From the funeral home, many of these luminaries headed downtown for the Dick Biondi 50th Anniversary Bash, an event covered by ALL of the major networks in town. Talk about a guy who touched the lives of so many ... the list went on and on and on as our music heroes from the past five decades called and paid homage to The Wild I-tralian, who was there from the very beginning of The Rock Era. (Back then, the jocks were every bit as important as the artists themselves, working hand-in-hand to promote all of the hot new sounds sweeping the nation ... in fact, the first phone call Dick took was from Mike Love of The Beach Boys, who recounted the time when Dick, then working for KRLA in Los Angeles, became the first disc jockey in America to play the newest Beach Boys release because they hand-carried over a copy of "Surfer Girl" literally an hour and a half after it had been recorded and pressed to an acetate! It truly was a different time.)

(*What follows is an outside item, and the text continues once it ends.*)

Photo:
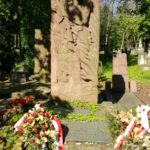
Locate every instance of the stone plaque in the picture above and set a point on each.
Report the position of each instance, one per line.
(75, 49)
(120, 73)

Vintage radio clips were aired and "special guests" filled the evening with memories. Biondi recalled the first rock and roll record WLS ever played ("Alley Oop" by The Hollywood Argyles) and the song HE personally played on May 2, 1960, to launch his first WLS Radio Broadcast ("Don't Be Cruel" by Elvis Presley, already an "oldie" by then!!! lol)
Congratulations, Dick ... you've been part of our lives now for 50 years ... and we just wanted to say "Thank You" one more time!